Pour autant, le modèle n’est pas parfait, loin de là. Pendant l’été 2009, l’équipe de Fouchier et celle de Kawaoka ont toutes deux publié des articles sur un autre virus de grippe, le H1N1 responsable de cette fameuse pandémie qui a fait beaucoup plus de peur que de mal. Du moins en termes sanitaires, car elle a causé des dommages importants au budget de plusieurs pays, notamment la France, qui avait constitué un stock considérable de vaccins largement inutilisés.

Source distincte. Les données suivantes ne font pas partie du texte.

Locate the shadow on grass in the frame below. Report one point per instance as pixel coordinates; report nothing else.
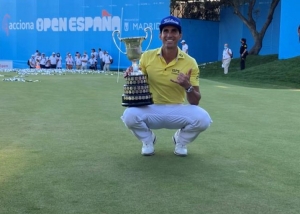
(261, 72)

Or, les articles publié en 2009 par Kawaoka et Fouchier concluaient toutes deux, sur la base du modèle du furet, que le H1N1 pouvait faire d’importants dégâts. L’université du Wisconsin, celle de Kawaoka, a même publié un communiqué intitulé : «Une étude suggère que le H1N1 est plus dangereux qu’on ne le croyait». En fait, c’était pour les furets qu’il était plus dangereux…
A l’inverse, Kawaoka a indiqué dans un point de vue publié par Nature que son virus H5N1 modifié n’avait tué aucun animal. Il serait donc moins dangereux que celui de Fouchier. Mais ce que montrent ces données contradictoires, c’est que, comme tout modèle animal, celui du furet a ses limites. Et qu’il ne permettrait pas forcément de prédire les effets d’un virus sur l’homme.
Pour autant, les scientifiques ne sont pas prêts à abandonner le modèle du furet, qui reste le meilleur, ou le moions mauvais, sauf à faire des expériences sur les humains eux-mêmes… La recherche, comme on sait, consiste assez souvent à chercher sous le réverbère, pas forcément parce que c’est le bon endroit, mais parce que c’est là qu’il y a de la lumière.